Sama seperti kondisi dirumah,
apabila habis minum obat kemo mamih selalu ditinggalkan sendirian kurang lebih 4
jam dalam kamar, dirumah sakit pun demikian perlakuannya. Jeda waktu menunggu 4
jam itu selalu dipakai oleh om dan sepupu aku untuk makan atau sekedar mandi
dan berganti pakaian. Untuk kemudian standby kembali menjaga mamih.
Sekalipun dokter mengatakan pengobatan
yang dilakukan sekarang hanya untuk mengurangi rasa sakit/nyeri yang timbul, keluarga
tetap mengupayakan yang terbaik. Tak putus-putusnya doa dari teman dan kerabat disampaikan
untuk mamih, membacakan beliau Alkitab dan memutarkan lagu rohani pun
senantiasa dilakukan agar mamih tetap semangat dan yakin bahwa bagi Tuhan tidak
ada yang mustahil.
Semoga selalu dikuatkan dan
dimudahkan segala pengobatan yang dilakukan yah mihhh.
We Love You So Much Mihhhh …
NOTHING LASTS FOREVER; #Lesson
Baru saja Tuhan memberikan
sukacita hanya dengan kemudahan mendapatkan apa yang dicari, lalu sekejap
berganti kesedihan yang sangat dalam saat melihat kondisi tante tersayang.

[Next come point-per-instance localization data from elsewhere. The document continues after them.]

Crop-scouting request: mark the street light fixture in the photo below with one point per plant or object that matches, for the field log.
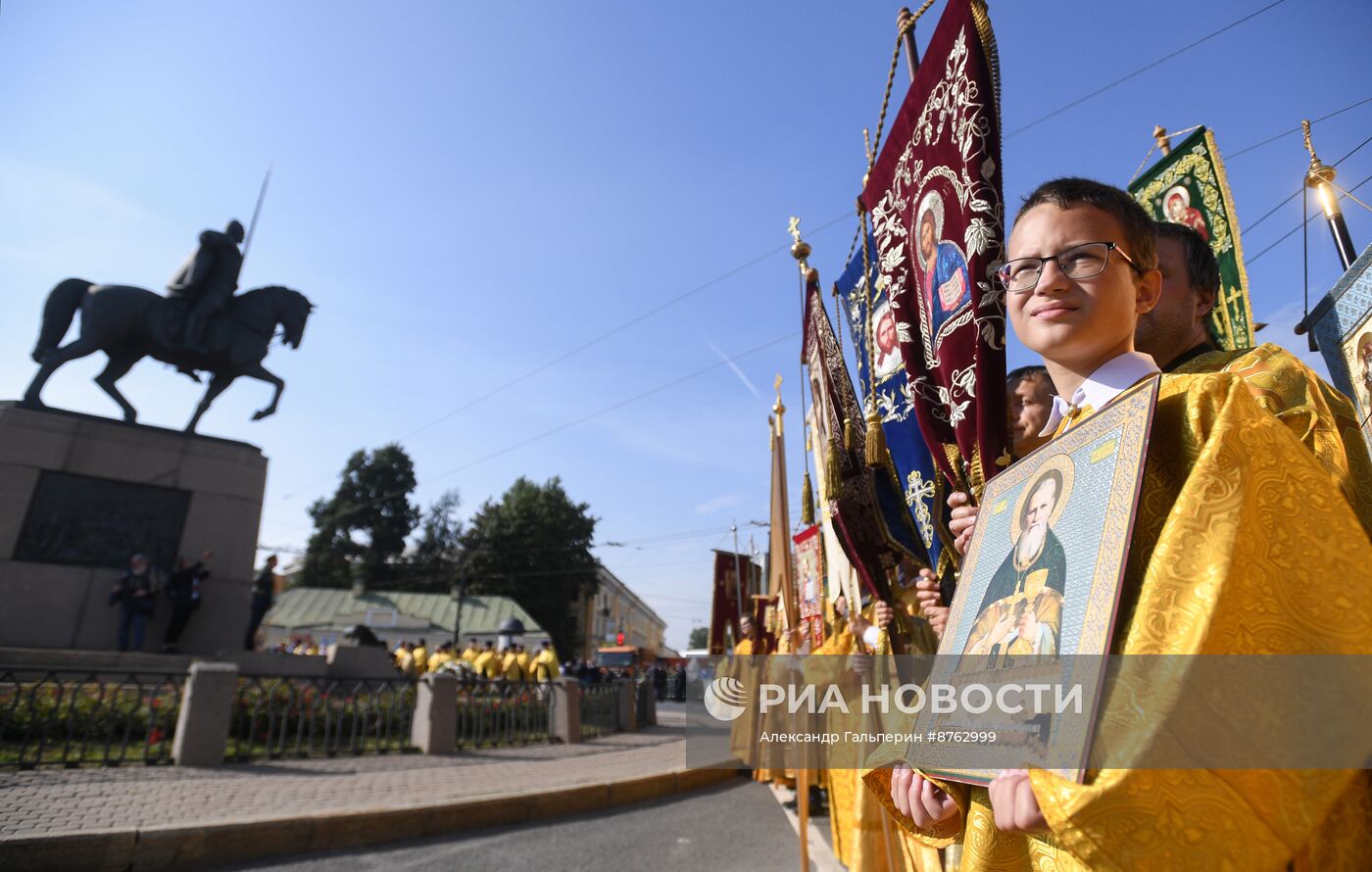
(1321, 178)
(459, 594)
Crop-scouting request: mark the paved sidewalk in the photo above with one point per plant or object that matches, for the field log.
(386, 796)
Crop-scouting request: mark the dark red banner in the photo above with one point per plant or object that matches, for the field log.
(723, 614)
(937, 212)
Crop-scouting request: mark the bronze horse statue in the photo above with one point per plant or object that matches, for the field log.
(129, 323)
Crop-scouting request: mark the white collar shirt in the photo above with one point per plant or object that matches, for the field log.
(1110, 380)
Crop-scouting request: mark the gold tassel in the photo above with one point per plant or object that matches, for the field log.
(875, 440)
(836, 469)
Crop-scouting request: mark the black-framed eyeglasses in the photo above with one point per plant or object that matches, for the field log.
(1084, 261)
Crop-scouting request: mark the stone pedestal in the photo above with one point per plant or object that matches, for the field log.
(434, 727)
(202, 727)
(79, 494)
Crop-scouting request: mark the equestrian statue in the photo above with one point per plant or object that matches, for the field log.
(201, 325)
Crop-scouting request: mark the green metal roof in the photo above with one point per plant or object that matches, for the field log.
(321, 606)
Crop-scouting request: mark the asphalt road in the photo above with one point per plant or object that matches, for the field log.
(736, 826)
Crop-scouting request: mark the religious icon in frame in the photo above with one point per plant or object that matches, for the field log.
(1039, 593)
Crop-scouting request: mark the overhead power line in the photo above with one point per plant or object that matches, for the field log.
(594, 340)
(1297, 129)
(1287, 234)
(1139, 72)
(350, 510)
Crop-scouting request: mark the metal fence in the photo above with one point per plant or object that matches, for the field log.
(494, 713)
(65, 717)
(276, 716)
(89, 717)
(600, 709)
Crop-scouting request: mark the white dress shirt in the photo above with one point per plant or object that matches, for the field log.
(1110, 380)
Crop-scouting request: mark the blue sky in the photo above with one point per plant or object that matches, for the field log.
(469, 191)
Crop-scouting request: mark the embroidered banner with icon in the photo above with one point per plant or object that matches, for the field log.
(937, 215)
(1190, 187)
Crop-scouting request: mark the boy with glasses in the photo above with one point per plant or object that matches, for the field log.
(1225, 558)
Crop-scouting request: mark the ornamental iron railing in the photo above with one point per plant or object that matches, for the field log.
(284, 717)
(89, 717)
(600, 709)
(501, 713)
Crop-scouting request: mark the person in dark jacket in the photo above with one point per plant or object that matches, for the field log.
(184, 591)
(264, 587)
(134, 593)
(681, 684)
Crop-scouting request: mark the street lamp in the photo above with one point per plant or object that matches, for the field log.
(510, 632)
(1321, 178)
(459, 594)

Tidak ada yang abadi, entah itu
kesedihan, kebahagiaan, kekalahan, kemenangan, tawa, dan air mata.
Tak selamanya langit itu cerah, kadang muncul mendung yang disertai gemuruh dan guntur. Kadang juga datang hujan dengan begitu derasnya, tapi setelah itu muncul pelangi yang Indah diatas langit, demikian juga halnya suasana hati dan jalan hidup manusia.